This topic describes how to use the standard CREATE TABLE statement to create a dimension table in Realtime Compute for Apache Flink. To use the standard data definition language (DDL) statement to create a dimension table, add PERIOD FOR SYSTEM_TIME to the statement to define the change period of the dimension table.

Example

CREATE TABLE white_list (
  id varchar,
  name varchar,
  age int,
  PRIMARY KEY (id),
  PERIOD FOR SYSTEM_TIME  --Define the change period of the dimension table.

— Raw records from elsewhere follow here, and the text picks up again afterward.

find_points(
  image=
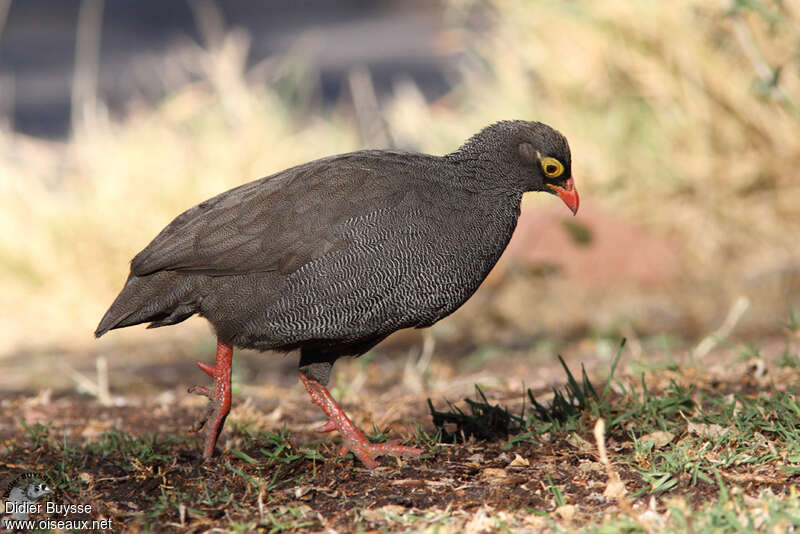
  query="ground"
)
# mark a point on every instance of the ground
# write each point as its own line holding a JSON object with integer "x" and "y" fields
{"x": 711, "y": 446}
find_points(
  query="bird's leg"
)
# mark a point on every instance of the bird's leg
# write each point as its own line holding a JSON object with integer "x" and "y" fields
{"x": 354, "y": 439}
{"x": 219, "y": 399}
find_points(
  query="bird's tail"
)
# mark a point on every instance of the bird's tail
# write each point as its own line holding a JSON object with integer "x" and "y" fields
{"x": 161, "y": 298}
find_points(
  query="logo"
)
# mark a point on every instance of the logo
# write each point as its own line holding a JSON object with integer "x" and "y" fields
{"x": 23, "y": 495}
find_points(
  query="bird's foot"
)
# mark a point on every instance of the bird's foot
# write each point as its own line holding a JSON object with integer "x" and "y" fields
{"x": 354, "y": 439}
{"x": 219, "y": 399}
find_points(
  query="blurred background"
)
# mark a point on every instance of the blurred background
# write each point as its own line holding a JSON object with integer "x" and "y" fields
{"x": 683, "y": 119}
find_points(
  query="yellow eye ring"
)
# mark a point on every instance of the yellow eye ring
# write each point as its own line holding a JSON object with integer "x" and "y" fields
{"x": 551, "y": 167}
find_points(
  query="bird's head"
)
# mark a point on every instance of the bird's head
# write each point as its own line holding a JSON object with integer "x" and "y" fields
{"x": 532, "y": 156}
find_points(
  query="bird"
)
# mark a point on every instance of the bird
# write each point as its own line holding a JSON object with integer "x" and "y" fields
{"x": 332, "y": 256}
{"x": 25, "y": 491}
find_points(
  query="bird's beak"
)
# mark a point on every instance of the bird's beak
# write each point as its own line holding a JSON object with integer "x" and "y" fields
{"x": 568, "y": 194}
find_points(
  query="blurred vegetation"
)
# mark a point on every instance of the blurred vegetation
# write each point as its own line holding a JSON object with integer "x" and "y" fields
{"x": 683, "y": 116}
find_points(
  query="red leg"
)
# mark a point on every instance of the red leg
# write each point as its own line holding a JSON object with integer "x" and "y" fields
{"x": 354, "y": 439}
{"x": 219, "y": 400}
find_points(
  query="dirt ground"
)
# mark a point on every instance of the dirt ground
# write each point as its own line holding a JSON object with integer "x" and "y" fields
{"x": 274, "y": 473}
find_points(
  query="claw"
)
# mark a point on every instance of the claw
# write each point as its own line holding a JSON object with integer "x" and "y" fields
{"x": 210, "y": 370}
{"x": 330, "y": 426}
{"x": 200, "y": 390}
{"x": 354, "y": 439}
{"x": 219, "y": 404}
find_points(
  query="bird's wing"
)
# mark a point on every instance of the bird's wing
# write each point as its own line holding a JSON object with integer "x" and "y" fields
{"x": 278, "y": 223}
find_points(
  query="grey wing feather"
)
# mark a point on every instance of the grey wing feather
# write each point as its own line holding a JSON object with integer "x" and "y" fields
{"x": 278, "y": 223}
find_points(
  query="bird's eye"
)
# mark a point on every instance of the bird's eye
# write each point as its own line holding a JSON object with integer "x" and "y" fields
{"x": 552, "y": 167}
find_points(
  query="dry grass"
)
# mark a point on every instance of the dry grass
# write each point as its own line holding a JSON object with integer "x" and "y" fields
{"x": 674, "y": 110}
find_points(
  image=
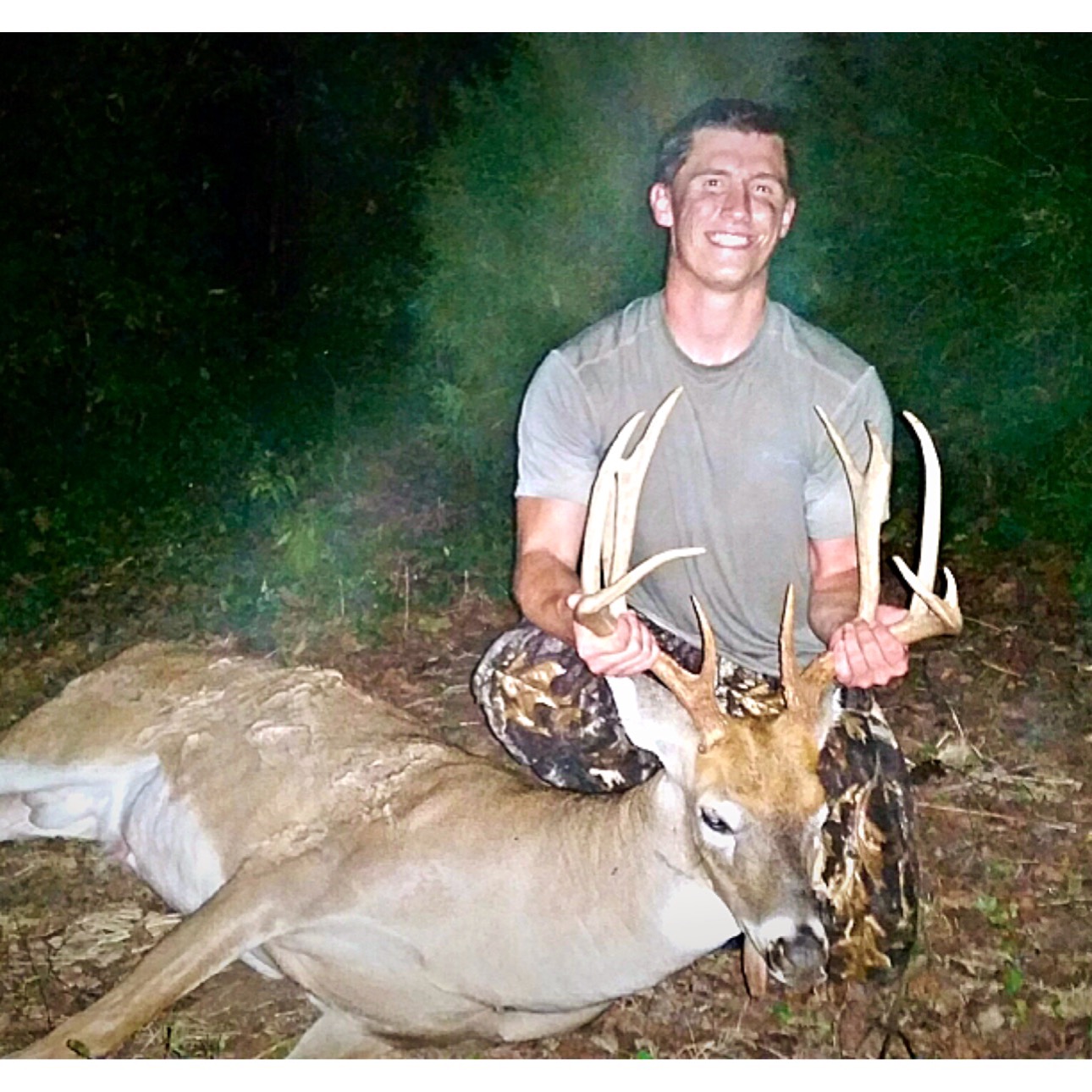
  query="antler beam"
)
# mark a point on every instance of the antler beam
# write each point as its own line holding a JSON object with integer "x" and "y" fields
{"x": 606, "y": 576}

In Realtime Compute for Apache Flink V3.X and later, you do not need to declare PERIOD FOR SYSTEM_TIME. You need to declare only FOR SYSTEM_TIME AS OF PROCTIME() when you join a dimension table with another table.
) with (
  type = 'RDS',
  ...
);
Note
  • You must specify a primary key for each dimension table. When you join a dimension table with another table, the ON clause must contain the equivalent (=) conditions for all the primary key fields.
  • You can execute only the INNER JOIN or the LEFT JOIN statement to join a source table and a dimension table.
  • The unique key of the dimension table must be the same as that of the database table. If they are not the same, you may encounter the following issues:
    • Reading data from the dimension table slows down.
    • When you join the dimension table with another table, the join operation starts from the first data record. In the Realtime Compute for Apache Flink job, multiple data records that have the same key are sequentially updated in the database. This may cause errors in the join result.

INDEX syntax

Note We recommend that you use the INDEX syntax in Realtime Compute for Apache Flink V2.2.7 and later.
In Realtime Compute for Apache Flink versions that are earlier than V2.2, you must declare the PRIMARY KEY when you create a dimension table. In this case, you can perform only one-to-one table joins. The INDEX syntax is introduced to meet the requirements for one-to-many table joins. For dimension tables that do not support the ALL cache policy, you can use INDEX LOOKUP to meet the requirements for one-to-many table joins.
CREATE TABLE Persons (
    ID bigint,
    LastName varchar,
    FirstName varchar,
    Nick varchar,
    Age int,
    [UNIQUE] INDEX(LastName,FirstName,Nick), --Define the index. You do not need to specify the index type, such as fulltext or clustered.
    PERIOD FOR SYSTEM_TIME
) with (
  type='RDS',
  ...
);
UNIQUE INDEX represents a one-to-one table join. INDEX represents a one-to-many table join.
Note
  • UNIQUE CONSTRAINT (UNIQUE KEY) is supported in Realtime Compute for Apache Flink V2.2.7 and later. In Realtime Compute for Apache Flink versions that are earlier than V2.2.7, you can define the index by using PRIMARY KEY.
  • The engine preferentially uses UNIQUE INDEX when it generates an execution plan. If INDEX is used in the DDL statement and the JOIN equivalent (=) conditions include both UNIQUE and NON-UNIQUE INDEX, the system preferentially uses UNIQUE INDEX to search for data in the right table.
  • The dimension table types, such as ApsaraDB RDS dimension table and MaxCompute dimension table, supports one-to-many table joins.
  • In one-to-many table joins, you can use the maxJoinRows parameter to specify the maximum number of associated rows in the right table for each row in the left table. The default value is 1024. If one row is associated with an excessively large number of rows, the performance of stream processing tasks may be compromised. If this occurs, you can increase the cache size. You can use the cacheSize parameter to limit the number of keys in the left table.
  • The INDEX syntax cannot be used to perform one-to-many table joins on Tablestore and Hologres dimension tables.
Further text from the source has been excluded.